Sellers asked for more money or costly extras
Other sellers focused on financial gain. They asked buyers to cover transfer taxes or put down higher earnest money deposits to show they were serious about the home. Some demanded more cash at the very end of negotiations — often from buyers already offering well above asking price.
“The market is distorting what the average seller believes is normal,” says Mark J. Schmidt, a broker associate at RE/MAX Country New Jersey. “It certainly is still a seller’s market, but many sellers have inflated expectations and unrealistic views of how far they can push negotiations.”
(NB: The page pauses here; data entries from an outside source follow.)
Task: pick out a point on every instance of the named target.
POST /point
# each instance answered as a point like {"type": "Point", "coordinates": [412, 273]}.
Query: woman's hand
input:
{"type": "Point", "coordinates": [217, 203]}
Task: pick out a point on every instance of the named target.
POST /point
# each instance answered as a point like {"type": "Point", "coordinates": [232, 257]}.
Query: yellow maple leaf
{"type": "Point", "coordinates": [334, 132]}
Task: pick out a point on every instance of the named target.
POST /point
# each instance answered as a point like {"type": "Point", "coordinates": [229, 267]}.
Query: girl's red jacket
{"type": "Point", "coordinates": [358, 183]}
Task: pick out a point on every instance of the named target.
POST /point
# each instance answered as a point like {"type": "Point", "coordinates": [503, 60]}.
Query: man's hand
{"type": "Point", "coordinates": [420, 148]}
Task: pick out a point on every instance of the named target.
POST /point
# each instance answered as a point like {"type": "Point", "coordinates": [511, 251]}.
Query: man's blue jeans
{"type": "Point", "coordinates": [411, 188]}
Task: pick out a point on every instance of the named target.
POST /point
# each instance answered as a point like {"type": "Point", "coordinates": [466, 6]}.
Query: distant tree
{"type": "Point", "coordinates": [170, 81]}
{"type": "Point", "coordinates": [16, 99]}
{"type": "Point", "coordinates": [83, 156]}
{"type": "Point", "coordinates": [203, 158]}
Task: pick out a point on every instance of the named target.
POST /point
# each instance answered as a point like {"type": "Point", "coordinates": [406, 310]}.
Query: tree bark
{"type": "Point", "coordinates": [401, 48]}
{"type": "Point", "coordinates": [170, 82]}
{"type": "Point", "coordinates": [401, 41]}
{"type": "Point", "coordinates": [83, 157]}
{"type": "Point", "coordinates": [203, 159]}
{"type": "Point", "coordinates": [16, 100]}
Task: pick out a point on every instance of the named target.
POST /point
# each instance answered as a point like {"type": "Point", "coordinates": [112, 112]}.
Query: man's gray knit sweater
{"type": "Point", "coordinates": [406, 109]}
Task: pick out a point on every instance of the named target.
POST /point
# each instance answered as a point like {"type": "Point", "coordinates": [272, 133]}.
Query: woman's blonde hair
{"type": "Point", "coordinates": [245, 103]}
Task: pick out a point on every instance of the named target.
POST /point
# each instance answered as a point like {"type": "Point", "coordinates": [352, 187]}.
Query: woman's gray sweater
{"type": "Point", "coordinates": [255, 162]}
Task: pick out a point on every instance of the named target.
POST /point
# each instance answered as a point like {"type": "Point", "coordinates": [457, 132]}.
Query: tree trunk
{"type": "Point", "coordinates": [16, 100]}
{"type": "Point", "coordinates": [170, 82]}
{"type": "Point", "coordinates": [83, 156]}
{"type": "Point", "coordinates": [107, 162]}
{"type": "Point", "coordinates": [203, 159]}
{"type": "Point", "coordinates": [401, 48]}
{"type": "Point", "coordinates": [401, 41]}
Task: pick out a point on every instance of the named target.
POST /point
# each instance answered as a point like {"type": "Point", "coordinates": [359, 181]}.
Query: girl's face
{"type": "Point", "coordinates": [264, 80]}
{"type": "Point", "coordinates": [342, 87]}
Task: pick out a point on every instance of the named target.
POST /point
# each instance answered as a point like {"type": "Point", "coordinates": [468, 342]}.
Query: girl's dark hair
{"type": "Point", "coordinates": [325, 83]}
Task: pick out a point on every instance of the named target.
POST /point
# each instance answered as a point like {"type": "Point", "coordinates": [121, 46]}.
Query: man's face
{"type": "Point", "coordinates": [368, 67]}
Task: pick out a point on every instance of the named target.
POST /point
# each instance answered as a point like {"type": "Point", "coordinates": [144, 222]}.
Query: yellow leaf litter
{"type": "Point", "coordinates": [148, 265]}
It wasn’t all about snagging more upfront cash, though. Marina Vaamonde, a real estate investor and founder of home-selling platform House Cashin, had one seller ask her to arrange his four-hour-away move — and cover moving costs.
Dosenberry, an investor in Michigan, had to buy an owner’s handmade furniture to lock in the deal. On another property, the owner (a “hoarder” as Dosenberry described him) refused to clean out the home, forcing Dosenberry to do it himself.
“It was almost all trash,” he says. “The house had enough junk to fill 10 large dumpsters.” The task added about $6,000 to Dosenberry’s costs.
Sellers limited showings — or refused them altogether
Homes are selling at the fastest pace in at least five years — about 47 days on average (from listing to accepted offer) — and hopeful sellers have certainly noticed. In fact, some sellers were so confident their homes would sell, they either severely limited showings or refused them altogether.
Steve Johnston, CEO of Ideal Agent, a national discount real estate agent service, says one of his agents encountered a seller who would only allow buyers on the property between noon and 2 p.m. on Saturdays — a mere two-hour window. According to Johnston, their thinking was, “Bring all the buyers through during those times. We know it will sell, so we don't want to be inconvenienced.”
Glenn Phillips, CEO of Lake Homes Realty, a multi-state brokerage focusing on lakefront properties, had an even more extreme example.
“The seller refused all in-person showings, demanding that all offers be based only on the written description and photos,” Phillips says. “The photos weren’t of good quality, the house was old, and it was cluttered. Our buyer passed on that one.”
Sellers asked for more time — sometimes way more
Sellers also used their leverage to draw out transactions or buy more time in their homes (much like in McCorkel’s Christmas case).
Just ask Shmuel Shayowitz, president of Approved Funding — a mortgage lender outside of Teaneck, New Jersey (one of our top 10 best places to retire this year — a spin-off of Money’s annual Best Places to Live list).
“I had a seller ask the buyer to close on the home and allow them to stay there rent-free for 45 days,” Shayowitz says. “I also had a seller who was willing to accept an offer — above the asking price, of course, but it was contingent on no set closing date. The seller would have up to six months to close but could close with as little as 30 days' notice, and the buyers would need to be ready in both extreme instances.”
Surprisingly, the buyers agreed, and once the sellers were finally ready to close — three months into the contract — it caused a “huge scramble” on the financing side, Shayowitz says.
Will 2022 be as “wild”?
Clearly, sellers had the advantage this year. The question is: Will 2022 be more of the same?
Most forecasts project another strong housing market in the year to come, but sellers may not wield the power they did these last 12 months. Prices are predicted to rise — though at a slower pace than this year, and inventory and construction are expected to increase as well.
For these reasons, Phillips says homeowners need to be cautious about selling their house “based on how they feel about it, instead of market data.”
As he puts it, “No amount of marketing can overcome a grossly overpriced home.”